Operation Dingson (5–18 June 1944) was an operation in the Second World War, conducted by about 178 Free Frenchparatroops of the 4th Special Air Service (SAS), commanded by Colonel Pierre-Louis Bourgoin, who jumped into German occupied France near Vannes, Morbihan, Southern Brittany, in Plumelec, on the night of 5 June 1944 (11 h 30), (Captain Pierre Marienne with 17 men), and Saint-Marcel (8–18 June).
At this time there was approximately 100 000 German troops, and artillery, preparing to move to the Normandy landing areas.
Immediately upon landing in Brittany, on the night of 5 June 1944 (11 h 30), 18 Free French SAS who jumped in near Plumelec, went into action fighting against German troops (Ukrainians and Georgians from Vlassov’s army).

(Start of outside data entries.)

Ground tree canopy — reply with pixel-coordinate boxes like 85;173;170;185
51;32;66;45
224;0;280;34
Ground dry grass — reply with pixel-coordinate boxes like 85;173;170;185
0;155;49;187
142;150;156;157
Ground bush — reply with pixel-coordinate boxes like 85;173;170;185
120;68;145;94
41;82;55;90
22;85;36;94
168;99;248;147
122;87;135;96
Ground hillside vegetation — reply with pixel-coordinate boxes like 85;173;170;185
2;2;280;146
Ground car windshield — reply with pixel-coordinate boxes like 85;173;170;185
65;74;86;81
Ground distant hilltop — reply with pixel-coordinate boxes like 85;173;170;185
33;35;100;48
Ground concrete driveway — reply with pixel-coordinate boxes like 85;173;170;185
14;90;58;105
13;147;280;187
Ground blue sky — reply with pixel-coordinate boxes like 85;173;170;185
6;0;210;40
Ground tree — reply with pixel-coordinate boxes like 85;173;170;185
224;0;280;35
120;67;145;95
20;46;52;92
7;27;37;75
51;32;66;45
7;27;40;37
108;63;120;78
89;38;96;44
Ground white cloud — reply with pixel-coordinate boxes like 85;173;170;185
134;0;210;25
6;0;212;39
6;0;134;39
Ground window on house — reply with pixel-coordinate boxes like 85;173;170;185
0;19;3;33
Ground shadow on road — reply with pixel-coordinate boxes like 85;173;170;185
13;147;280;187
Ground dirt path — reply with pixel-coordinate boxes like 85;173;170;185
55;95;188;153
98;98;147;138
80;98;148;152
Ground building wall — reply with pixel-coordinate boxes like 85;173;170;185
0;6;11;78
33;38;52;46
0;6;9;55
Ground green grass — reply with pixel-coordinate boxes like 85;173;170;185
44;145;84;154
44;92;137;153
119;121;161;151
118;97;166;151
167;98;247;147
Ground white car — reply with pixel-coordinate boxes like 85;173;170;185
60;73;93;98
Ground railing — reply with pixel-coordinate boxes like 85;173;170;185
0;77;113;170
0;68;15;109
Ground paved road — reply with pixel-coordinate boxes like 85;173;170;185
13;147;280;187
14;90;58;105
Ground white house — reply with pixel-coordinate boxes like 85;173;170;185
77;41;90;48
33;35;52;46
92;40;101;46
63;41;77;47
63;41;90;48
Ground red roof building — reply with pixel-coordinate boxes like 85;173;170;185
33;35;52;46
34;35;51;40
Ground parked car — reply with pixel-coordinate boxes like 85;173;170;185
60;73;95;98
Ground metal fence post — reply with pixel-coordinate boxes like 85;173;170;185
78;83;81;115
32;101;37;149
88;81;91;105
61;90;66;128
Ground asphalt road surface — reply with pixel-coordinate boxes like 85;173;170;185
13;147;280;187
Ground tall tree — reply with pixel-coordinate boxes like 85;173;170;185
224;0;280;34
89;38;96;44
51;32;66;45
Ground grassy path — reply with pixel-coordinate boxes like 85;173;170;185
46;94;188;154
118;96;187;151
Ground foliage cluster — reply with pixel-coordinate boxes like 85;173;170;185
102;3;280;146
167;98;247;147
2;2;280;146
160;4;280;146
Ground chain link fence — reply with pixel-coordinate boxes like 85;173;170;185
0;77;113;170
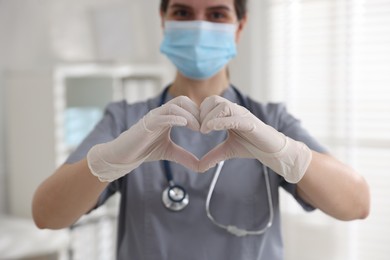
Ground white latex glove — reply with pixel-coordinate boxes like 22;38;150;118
199;95;312;183
87;96;201;182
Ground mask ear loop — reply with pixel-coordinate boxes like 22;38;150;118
205;162;274;237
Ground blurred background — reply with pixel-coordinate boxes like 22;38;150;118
0;0;389;259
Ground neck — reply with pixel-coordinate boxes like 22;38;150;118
169;69;230;106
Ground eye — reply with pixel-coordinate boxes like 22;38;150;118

One hour later (0 h 40) the first victim of the liberation of his country, Corporal Emile Bouétard (born in Brittany, 1915–1944) of stick was killed by a German NCO near Plumelec.
The Free French SAS established a base (Saint-Marcel) and began to arm and equip members of local resistance fighters, operating with up to 3,000 Maquis fighters. However, their base was heavily attacked by a German paratroop division on 18 June and were forced to disperse.
Captain Pierre Marienne with 17 of his companions (6 paratroopers, 8 resistance fighters and 3 farmers) died a few weeks later in Kerihuel, Plumelec, (12 July at dawn).
The Dingson team was joined by the men who had just completed Operation Cooney. Dingson was conducted alongside Operation Samwest and Operation Lost, which were parts of Overlord.
Operation Dingson 35A
On 5 August 1944, 10 Waco CG-4 gliders towed by aircraft of 298 Squadron and 644 Squadron transported the French SAS men and armed jeeps to Brittany near Vannes (Locoal-Mendon), each glider carrying 3 SAS troopers and a jeep. One glider was lost with the death of the British pilot.
The SAS teams remained behind enemy lines in occupied territory until the Allies arrived.